Mr. Fujimori reserves the distinction of being Japan’s only Upper House candidate to conduct his campaign while under house arrest. He is the only candidate to have previously been elected president of a foreign nation. He is also the only aspiring member of the Upper House to have been indicted on more than 20 counts of corruption and human rights violations, including sanctioning death squads – charges he denies.
Fujimori was arrested in Chile in 2005, where he still lives under house arrest, awaiting possible extradition to Peru, the country he ruled from 1990 to 2000. [Editor’s note: The original version omitted the word “possible.”]
His critics accuse him of running for office in Japan to avoid his outstanding charges in Peru, but many Japanese voters don’t even know he’s running.
“If elected, he must really want to accomplish something here [to run in such a condition],” says resident Ako Nakatsu on a recent day in Tokyo’s lively Shibuya district.
On his website, Fujimori vows to help Japan’s counterterrorism efforts, resolve Japan’s abduction issue with North Korea, and aid Japan in building friendly relations with Latin American countries.
“Politicians in Japan are all amateurs,” says resident Hiroshi Kato, adding that Japan would benefit from Fujimori’s strong Latin America ties. “We need experienced politicians like Fujimori.”
WHAT’S hard for some here to believe, however, is that Fujimori’s bid is legal.
Fujimori is a citizen of both Japan and Peru, even though dual citizenship typically is prohibited in Japan. Shizuka Kamei, acting leader of Fujimori’s People’s New Party, says Fujimori’s Japanese residency is intact because he left using a Japanese passport and is technically “traveling in Chile.” The government of Japan denies giving Fujimori any special treatment.

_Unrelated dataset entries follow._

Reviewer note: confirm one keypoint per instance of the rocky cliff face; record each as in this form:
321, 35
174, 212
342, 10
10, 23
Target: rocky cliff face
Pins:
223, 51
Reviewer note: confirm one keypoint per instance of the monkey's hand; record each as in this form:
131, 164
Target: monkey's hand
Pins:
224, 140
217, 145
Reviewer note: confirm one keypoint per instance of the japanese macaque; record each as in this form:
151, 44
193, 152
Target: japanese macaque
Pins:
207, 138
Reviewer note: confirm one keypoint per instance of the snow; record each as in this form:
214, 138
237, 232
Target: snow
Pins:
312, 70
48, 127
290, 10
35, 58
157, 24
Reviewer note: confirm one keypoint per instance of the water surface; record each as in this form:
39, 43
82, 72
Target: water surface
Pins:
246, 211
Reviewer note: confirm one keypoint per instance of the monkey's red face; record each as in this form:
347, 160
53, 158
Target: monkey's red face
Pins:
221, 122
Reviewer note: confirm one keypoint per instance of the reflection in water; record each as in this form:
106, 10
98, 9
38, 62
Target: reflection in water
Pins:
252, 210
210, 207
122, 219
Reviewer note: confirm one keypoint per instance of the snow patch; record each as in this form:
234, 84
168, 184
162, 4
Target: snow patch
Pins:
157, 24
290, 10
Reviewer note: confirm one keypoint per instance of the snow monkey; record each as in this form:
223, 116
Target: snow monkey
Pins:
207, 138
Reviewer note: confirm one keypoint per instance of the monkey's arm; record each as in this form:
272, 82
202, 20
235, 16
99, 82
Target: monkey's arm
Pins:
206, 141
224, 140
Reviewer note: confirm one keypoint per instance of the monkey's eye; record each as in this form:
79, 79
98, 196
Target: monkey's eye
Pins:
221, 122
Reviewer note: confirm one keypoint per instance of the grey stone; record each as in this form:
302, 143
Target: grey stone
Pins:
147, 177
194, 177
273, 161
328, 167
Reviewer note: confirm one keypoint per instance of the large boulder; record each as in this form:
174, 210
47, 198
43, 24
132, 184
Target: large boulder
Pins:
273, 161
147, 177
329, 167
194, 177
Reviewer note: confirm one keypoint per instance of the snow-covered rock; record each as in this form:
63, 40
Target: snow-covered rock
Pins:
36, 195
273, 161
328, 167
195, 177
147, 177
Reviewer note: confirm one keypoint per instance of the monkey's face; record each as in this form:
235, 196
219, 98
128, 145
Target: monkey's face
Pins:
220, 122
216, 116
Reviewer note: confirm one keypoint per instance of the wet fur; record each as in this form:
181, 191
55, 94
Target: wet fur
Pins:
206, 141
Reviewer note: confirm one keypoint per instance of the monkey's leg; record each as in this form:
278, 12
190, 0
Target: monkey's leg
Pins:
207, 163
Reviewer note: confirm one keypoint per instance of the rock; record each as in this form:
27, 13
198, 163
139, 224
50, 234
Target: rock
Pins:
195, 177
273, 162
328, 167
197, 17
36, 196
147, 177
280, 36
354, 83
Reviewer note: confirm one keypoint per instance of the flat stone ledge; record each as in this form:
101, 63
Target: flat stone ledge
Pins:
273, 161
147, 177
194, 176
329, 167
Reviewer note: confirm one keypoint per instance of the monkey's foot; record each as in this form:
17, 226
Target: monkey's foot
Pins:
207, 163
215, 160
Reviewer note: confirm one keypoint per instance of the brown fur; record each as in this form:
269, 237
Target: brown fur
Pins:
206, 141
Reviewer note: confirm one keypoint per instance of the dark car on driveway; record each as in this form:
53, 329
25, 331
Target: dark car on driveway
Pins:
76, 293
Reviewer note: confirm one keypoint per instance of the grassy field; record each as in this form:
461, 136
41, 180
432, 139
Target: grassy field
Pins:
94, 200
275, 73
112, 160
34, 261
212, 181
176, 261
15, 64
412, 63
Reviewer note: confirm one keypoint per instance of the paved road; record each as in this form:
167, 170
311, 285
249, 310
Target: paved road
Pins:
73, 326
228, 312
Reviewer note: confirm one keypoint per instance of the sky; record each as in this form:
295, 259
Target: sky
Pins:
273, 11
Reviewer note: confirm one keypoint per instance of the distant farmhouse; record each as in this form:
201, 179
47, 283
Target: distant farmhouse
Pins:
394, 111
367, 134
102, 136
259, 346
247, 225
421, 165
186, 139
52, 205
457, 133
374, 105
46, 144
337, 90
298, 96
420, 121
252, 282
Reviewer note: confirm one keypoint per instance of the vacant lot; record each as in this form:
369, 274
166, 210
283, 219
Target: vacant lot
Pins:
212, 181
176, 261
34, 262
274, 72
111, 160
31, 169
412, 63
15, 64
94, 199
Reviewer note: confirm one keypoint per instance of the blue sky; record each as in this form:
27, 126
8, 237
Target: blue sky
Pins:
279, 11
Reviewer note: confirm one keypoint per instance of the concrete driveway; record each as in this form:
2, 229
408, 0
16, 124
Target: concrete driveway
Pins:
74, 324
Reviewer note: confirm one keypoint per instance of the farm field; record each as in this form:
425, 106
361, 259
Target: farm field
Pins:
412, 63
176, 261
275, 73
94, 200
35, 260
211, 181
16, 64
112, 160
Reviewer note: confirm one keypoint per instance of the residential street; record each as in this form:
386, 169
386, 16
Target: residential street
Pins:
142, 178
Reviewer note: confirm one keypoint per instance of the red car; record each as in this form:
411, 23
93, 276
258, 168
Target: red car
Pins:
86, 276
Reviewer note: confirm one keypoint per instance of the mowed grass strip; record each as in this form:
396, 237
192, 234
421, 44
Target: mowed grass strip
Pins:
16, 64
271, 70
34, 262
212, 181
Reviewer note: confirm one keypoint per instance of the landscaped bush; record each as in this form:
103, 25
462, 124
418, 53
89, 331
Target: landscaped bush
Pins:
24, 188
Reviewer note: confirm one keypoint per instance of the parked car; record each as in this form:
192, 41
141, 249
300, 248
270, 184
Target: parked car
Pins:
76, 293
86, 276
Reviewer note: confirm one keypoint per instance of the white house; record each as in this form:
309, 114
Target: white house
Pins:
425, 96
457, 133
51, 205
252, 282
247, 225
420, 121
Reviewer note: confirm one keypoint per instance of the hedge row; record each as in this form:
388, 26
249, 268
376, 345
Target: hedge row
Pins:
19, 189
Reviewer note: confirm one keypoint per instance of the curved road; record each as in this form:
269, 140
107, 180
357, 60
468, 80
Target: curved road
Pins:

Even Fujimori’s harshest critics say it’s possible that he could win a seat in Sunday’s vote. “Japanese view Fujimori as a celebrity-type politician,” says Kazuo Ohgushi, professor of Latin American politics at the University of Tokyo and organizer for human rights group Japan Network for Bringing Fujimori to Justice. “People think he’s interesting, someone who has humor.”
But Fujimori himself is dead serious about getting elected.
“Fujimori must have felt like a drowning man clutching at a straw to run in this election,” says Yusuke Murakami, associate professor at the Center for Integrated Area Studies at Kyoto University.
Mr. Murakami says Fujimori is running because of his need to be in a position of power.
Fujimori has been away from politics for more than five years. “I think his pragmatic personality drove him to take a chance in Japan where he thinks he can be useful,” he says.
For his part, Fujimori is hoping the government of Japan influences Chile for his release. As election day approaches, Fujimori’s celebrity pals such as Dewi Sukarno, former wife of Indonesian President Sukarno, are campaigning for him, calling Fujimori the “Last Samurai.”
As a direct message to voters, Fujimori delivers a short speech on his website in not-so-smooth Japanese from what looks like the backyard of a sunny villa.
With a relaxed smile, he says: “I will vow to fight for … the country of the samurai with my life.”